The panel finds that the Complainant has made out a prima facie showing that the Respondent has no rights or legitimate interests in the disputed domain name. Therefore, the burden of production shifts to the Respondent to come forward with evidence demonstrating its rights or legitimate interests in the disputed domain name.
There is no evidence to suggest that the Respondent has been or is commonly known by the disputed domain name. No evidence has been submitted that establishes the existence of a relationship between the Complainant and the Respondent that would give rise to any license, permission or authorization by which the Respondent could use the name “SUNCOR” or any mark confusingly similar thereto as a domain name or otherwise. The Respondent has failed to rebut the Complainant’s prima facie showing.
Accordingly, the Panel finds that the Complainant has established that the Respondent has no rights or legitimate interests in the disputed domain name. The Complainant has therefore satisfied the second part of paragraph 4(a) of the Policy.
C. Registered and Used in Bad Faith
The Complainant contends that the Respondent clearly has concealed its identity by identifying itself only as “Domain Administrator/See PrivacyGuardian.org” in the WhoIs database. Also, given the strength of the SUNCOR Trademark as well as the addition of the letters “hr” in the disputed domain name, it is not possible to conceive of any plausible actual or contemplated active use of the disputed domain name by the Respondent that would not be illegitimate.
The Panel agrees that the Respondent does not appear to have made any legitimate use of the disputed domain name. The disputed domain name <hr-suncor.com> currently directs to an inactive website with message showing “Unknown Host”. Use of the disputed domain name in such way constitutes bad faith.
While the Respondent did not reply to the Complainant’s contentions, following the formal notification to the Respondent of the Complaint, the Center received email messages from a person claimed as a reseller who registered the disputed domain name and sold it to his or her client with email address “firstname.lastname@example.org”. The person appeared to agree or at least not to dispute the contentions of the Complainant and even offered to transfer the disputed domain name to the Complainant.

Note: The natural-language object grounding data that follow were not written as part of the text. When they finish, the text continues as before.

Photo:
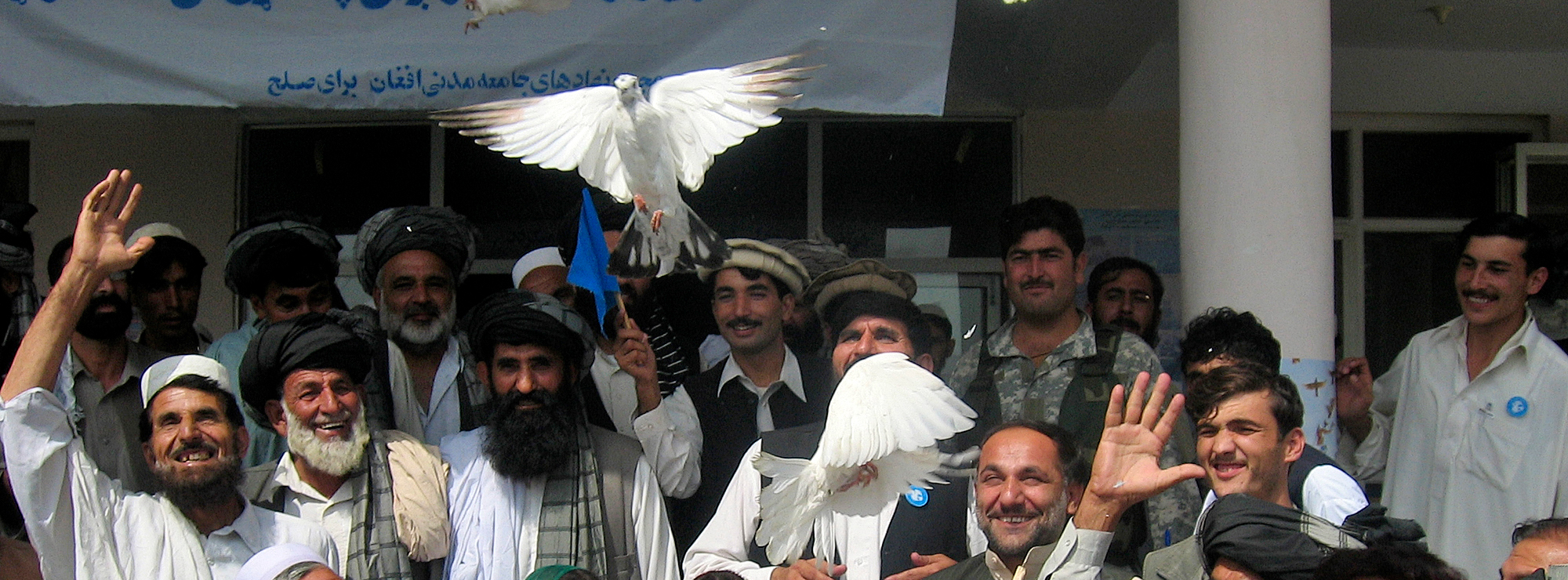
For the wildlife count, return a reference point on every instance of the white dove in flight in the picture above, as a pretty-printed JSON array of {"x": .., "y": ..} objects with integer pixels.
[
  {"x": 884, "y": 424},
  {"x": 485, "y": 9},
  {"x": 639, "y": 147}
]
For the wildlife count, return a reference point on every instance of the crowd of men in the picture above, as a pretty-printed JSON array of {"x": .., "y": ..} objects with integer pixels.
[{"x": 540, "y": 438}]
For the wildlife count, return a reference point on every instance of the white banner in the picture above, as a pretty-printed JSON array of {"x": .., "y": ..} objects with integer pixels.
[{"x": 880, "y": 56}]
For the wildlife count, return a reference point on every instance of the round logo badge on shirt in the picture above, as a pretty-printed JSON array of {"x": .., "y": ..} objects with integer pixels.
[{"x": 1519, "y": 407}]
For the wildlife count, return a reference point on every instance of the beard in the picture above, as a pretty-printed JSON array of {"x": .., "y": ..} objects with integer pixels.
[
  {"x": 1047, "y": 531},
  {"x": 528, "y": 443},
  {"x": 335, "y": 457},
  {"x": 413, "y": 335},
  {"x": 106, "y": 325},
  {"x": 200, "y": 487}
]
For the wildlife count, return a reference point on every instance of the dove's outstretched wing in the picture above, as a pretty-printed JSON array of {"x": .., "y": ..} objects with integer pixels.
[
  {"x": 887, "y": 404},
  {"x": 567, "y": 131},
  {"x": 713, "y": 111}
]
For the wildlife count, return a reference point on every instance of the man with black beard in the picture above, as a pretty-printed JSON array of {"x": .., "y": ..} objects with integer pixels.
[
  {"x": 100, "y": 374},
  {"x": 540, "y": 487},
  {"x": 412, "y": 261},
  {"x": 87, "y": 526},
  {"x": 307, "y": 377}
]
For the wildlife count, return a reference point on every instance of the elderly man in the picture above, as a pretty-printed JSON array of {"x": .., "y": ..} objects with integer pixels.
[
  {"x": 1042, "y": 510},
  {"x": 1051, "y": 363},
  {"x": 100, "y": 374},
  {"x": 537, "y": 485},
  {"x": 283, "y": 269},
  {"x": 1467, "y": 404},
  {"x": 165, "y": 288},
  {"x": 1127, "y": 292},
  {"x": 869, "y": 314},
  {"x": 307, "y": 375},
  {"x": 412, "y": 261},
  {"x": 87, "y": 526},
  {"x": 761, "y": 386}
]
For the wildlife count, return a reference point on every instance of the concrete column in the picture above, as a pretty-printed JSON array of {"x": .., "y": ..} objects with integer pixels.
[{"x": 1257, "y": 227}]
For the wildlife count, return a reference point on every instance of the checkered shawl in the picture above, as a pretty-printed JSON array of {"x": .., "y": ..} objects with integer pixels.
[{"x": 572, "y": 518}]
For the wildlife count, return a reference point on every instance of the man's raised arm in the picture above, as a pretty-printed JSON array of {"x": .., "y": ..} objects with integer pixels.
[{"x": 98, "y": 252}]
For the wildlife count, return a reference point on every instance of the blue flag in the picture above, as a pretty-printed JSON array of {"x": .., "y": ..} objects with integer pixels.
[{"x": 592, "y": 263}]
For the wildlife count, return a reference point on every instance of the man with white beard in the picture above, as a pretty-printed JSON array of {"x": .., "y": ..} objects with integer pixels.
[
  {"x": 382, "y": 495},
  {"x": 412, "y": 261}
]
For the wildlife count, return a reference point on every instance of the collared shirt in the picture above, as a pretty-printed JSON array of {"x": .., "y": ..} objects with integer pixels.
[
  {"x": 445, "y": 415},
  {"x": 1076, "y": 556},
  {"x": 496, "y": 520},
  {"x": 670, "y": 433},
  {"x": 85, "y": 526},
  {"x": 230, "y": 350},
  {"x": 725, "y": 543},
  {"x": 109, "y": 421},
  {"x": 303, "y": 501},
  {"x": 1465, "y": 459},
  {"x": 789, "y": 377}
]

The Panel finds the email communication also suggests that it is very likely that the Respondent registered and used the disputed domain name in bad faith.
Consequently, the Panel finds that the third part of paragraph 4(a) of the Policy is satisfied.
For the foregoing reasons, in accordance with paragraphs 4(i) of the Policy and 15 of the Rules, the Panel orders that the disputed domain name <hr-suncor.com> be transferred to the Complainant.